Given that your AI is not supposed to search design space at random, but rather look for something particular, you would have to define what exactly qucks are. The problem is that defining what a quck is, is the hardest part. And since nobody has any idea what a quck is, nobody can design a quck creator.
The point is that thinking about the optimization of optimization is misleading, as most of the difficulty is with defining what to optimize, rather than figuring out how to optimize it. In other words, the efficiency of e.g. the scientific method depends critically on being able to formulate a specific hypothesis.
Trying to create an optimization optimizer would be akin to creating an autonomous car to find the shortest route between Gotham City and Atlantis. The problem is not how to get your AI to calculate a route, or optimize how to calculate such a route, but rather that the problem is not well-defined. You have no idea what it means to travel between two fictional cities. Which in turn means that you have no idea what optimization even means in this context, let alone meta-level optimization.

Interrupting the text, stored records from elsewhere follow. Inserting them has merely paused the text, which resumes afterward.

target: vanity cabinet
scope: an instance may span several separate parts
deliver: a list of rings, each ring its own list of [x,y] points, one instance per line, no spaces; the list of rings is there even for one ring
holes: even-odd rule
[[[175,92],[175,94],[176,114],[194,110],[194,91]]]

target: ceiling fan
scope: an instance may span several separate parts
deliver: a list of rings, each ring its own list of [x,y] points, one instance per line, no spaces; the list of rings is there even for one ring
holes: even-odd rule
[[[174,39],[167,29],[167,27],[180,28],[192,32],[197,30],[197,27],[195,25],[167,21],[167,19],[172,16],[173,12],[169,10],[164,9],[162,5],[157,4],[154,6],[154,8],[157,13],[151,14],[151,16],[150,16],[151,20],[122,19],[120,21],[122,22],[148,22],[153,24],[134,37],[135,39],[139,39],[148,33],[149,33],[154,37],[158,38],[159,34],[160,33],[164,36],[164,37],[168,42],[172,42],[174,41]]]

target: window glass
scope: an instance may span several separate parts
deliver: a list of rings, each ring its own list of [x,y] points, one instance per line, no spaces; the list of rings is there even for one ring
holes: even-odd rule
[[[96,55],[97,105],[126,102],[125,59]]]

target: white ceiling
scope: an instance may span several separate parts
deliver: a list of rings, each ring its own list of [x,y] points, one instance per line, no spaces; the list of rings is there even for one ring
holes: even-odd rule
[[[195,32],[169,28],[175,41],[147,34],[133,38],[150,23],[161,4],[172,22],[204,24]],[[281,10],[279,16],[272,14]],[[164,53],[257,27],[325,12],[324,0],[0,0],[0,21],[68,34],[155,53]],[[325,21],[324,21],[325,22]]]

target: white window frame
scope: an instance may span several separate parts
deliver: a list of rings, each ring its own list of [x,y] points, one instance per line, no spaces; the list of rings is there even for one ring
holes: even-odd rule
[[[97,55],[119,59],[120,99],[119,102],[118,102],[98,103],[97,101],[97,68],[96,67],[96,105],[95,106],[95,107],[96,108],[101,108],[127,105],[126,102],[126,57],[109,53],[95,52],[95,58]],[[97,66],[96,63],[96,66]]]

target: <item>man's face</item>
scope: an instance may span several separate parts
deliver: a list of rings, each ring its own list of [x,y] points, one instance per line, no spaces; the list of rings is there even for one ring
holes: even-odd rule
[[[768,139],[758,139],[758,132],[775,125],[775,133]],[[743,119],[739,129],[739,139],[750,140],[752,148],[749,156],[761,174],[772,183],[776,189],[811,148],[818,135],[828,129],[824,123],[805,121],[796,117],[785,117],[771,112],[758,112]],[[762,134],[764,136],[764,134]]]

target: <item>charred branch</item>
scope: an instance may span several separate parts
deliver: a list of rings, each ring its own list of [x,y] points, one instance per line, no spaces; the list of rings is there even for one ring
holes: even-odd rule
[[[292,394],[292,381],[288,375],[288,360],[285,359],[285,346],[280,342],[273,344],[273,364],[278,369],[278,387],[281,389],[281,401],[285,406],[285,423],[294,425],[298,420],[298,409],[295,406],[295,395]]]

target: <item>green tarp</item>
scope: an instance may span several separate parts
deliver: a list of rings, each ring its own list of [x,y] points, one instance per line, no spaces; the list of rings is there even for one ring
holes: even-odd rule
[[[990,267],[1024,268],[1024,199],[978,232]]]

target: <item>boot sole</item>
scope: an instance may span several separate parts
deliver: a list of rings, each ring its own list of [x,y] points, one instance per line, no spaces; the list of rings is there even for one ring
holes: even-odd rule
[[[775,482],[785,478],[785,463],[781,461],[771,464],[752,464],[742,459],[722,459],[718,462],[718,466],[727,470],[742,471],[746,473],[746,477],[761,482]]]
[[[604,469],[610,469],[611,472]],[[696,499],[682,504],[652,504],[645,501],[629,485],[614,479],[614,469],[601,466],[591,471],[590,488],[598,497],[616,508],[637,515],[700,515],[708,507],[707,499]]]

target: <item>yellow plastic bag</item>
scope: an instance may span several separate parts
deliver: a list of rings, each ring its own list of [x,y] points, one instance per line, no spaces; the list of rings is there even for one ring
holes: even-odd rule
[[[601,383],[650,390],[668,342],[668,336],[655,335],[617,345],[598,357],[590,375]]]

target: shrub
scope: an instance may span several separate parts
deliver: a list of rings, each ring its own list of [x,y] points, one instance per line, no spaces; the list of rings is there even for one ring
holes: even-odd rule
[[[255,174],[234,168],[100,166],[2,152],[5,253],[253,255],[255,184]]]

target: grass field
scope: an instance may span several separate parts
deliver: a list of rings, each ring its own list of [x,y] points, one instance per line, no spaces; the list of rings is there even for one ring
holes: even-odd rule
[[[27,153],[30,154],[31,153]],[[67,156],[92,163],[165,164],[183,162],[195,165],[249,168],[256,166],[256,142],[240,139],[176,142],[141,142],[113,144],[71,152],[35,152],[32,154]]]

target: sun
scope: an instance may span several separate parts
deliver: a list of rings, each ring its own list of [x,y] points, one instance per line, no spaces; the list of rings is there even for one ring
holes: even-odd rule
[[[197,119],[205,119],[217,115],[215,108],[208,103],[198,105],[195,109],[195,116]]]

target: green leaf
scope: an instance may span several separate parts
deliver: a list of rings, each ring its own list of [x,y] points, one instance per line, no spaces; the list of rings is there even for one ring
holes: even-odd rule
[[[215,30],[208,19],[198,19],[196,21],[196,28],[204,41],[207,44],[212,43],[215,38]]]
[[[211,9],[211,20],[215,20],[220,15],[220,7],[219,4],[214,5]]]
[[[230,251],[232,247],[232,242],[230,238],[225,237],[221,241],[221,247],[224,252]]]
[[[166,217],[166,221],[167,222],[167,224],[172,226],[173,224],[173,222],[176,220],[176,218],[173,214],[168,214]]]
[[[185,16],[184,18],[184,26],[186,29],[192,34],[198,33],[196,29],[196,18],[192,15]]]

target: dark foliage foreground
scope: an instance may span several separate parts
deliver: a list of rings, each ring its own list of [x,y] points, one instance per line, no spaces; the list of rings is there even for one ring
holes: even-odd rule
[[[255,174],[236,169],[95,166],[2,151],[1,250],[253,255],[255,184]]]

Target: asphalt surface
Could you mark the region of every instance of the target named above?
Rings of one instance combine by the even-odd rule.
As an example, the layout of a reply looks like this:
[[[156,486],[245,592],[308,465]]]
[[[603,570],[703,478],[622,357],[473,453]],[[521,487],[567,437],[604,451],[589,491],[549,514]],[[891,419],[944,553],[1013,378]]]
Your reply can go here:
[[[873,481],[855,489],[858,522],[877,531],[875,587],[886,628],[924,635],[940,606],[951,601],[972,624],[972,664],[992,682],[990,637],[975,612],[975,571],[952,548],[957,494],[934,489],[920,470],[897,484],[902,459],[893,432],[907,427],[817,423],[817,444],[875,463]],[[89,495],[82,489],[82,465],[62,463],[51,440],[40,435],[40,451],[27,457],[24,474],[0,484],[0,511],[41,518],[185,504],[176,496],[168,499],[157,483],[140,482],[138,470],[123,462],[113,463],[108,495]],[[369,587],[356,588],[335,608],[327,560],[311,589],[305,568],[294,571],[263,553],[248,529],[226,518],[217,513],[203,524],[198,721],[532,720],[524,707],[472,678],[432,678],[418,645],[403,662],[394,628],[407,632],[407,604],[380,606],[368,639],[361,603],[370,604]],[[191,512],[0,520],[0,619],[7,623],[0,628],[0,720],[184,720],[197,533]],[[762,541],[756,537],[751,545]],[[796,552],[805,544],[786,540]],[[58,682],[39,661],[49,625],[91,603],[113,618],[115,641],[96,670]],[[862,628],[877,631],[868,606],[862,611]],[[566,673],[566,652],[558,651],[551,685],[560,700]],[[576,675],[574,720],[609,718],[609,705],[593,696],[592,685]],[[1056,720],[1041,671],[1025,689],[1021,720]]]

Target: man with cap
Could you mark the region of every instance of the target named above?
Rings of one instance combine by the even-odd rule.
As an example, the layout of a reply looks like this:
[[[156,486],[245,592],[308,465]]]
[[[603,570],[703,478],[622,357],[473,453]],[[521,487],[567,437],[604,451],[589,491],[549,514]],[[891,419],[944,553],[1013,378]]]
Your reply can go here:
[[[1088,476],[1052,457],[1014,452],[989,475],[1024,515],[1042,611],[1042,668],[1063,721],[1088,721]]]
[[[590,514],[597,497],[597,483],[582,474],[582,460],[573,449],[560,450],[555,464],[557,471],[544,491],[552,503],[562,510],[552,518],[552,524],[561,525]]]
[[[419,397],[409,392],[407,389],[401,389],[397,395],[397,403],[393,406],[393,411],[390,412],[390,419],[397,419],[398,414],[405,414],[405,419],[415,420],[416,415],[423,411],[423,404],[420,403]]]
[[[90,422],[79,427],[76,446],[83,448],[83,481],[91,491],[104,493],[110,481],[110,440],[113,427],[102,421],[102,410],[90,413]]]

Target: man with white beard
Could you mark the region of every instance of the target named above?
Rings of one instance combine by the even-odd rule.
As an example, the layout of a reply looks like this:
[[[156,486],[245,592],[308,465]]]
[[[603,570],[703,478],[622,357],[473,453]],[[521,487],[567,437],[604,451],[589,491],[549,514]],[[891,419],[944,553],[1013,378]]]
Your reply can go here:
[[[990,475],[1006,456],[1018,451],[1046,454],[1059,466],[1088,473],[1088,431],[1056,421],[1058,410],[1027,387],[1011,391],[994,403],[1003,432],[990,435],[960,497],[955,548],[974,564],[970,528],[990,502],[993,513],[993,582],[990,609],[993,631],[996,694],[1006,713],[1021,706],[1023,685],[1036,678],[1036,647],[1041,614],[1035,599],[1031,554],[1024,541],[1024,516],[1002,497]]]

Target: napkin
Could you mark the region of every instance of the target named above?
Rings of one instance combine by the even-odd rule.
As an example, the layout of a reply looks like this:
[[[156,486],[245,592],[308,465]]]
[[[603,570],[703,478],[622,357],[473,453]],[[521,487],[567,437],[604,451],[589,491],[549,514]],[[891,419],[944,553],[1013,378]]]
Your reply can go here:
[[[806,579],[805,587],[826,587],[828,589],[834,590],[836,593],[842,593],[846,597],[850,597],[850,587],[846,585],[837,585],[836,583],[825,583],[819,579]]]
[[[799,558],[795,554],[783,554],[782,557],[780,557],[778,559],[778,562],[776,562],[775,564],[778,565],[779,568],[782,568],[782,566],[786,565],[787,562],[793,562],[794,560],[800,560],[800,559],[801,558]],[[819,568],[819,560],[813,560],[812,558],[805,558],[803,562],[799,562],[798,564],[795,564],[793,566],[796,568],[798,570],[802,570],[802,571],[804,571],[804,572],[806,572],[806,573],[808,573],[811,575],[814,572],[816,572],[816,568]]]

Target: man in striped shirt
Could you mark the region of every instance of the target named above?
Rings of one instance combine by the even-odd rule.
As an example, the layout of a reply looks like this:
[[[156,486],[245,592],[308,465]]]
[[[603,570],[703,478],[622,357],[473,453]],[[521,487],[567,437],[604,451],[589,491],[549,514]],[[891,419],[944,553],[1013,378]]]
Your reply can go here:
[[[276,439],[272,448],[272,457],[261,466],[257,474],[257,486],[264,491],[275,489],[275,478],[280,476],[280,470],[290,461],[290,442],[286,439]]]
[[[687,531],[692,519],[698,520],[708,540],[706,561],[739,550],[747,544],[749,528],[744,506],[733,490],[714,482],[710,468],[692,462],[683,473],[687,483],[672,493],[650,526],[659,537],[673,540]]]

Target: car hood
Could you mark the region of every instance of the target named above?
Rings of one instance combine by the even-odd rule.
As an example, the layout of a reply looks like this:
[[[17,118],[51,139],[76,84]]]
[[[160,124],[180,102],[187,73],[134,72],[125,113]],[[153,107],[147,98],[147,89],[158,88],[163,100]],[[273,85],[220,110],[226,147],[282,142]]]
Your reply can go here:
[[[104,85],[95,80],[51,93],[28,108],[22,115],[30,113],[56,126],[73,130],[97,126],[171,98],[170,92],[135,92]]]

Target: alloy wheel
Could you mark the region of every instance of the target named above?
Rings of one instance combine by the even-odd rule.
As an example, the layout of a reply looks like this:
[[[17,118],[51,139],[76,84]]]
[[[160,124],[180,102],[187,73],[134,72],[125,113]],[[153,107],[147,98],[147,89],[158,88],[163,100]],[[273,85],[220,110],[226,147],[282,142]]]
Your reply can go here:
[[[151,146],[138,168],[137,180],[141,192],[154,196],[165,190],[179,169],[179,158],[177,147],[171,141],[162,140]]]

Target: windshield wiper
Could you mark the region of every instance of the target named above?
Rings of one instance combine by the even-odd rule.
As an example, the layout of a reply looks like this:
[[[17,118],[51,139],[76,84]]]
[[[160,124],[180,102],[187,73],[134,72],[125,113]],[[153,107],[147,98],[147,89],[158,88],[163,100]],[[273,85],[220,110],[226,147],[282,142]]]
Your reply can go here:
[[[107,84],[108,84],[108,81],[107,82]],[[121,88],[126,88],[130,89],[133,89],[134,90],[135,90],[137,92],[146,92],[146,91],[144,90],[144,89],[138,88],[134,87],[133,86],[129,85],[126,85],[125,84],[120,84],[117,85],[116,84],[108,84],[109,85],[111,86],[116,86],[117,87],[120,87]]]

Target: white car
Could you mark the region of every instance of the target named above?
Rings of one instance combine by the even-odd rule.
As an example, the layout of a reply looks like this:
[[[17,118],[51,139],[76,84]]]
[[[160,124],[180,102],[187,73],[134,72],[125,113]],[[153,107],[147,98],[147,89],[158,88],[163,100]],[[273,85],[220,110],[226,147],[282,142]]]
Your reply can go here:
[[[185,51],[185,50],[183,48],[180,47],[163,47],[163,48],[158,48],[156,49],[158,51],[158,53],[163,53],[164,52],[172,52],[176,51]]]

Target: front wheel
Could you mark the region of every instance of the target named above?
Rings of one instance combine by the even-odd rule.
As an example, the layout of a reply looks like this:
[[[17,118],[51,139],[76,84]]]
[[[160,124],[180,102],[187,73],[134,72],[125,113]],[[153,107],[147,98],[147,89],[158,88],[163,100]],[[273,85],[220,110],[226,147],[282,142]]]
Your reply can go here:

The problem is, you don't have to program the bit that says "now make yourself more intelligent." You only have to program the bit that says "here's how to make a new copy of yourself, and here's how to prove it shares your goals without running out of math."
And the bit that says "Try things until something works, then figure out why it worked." AKA modeling.
The AI isn't actually an intelligence optimizer. But it notes that when it takes certain actions, it is better able to model the world, which in turn allows it to make more paperclips (or whatever). So it'll take those actions more often.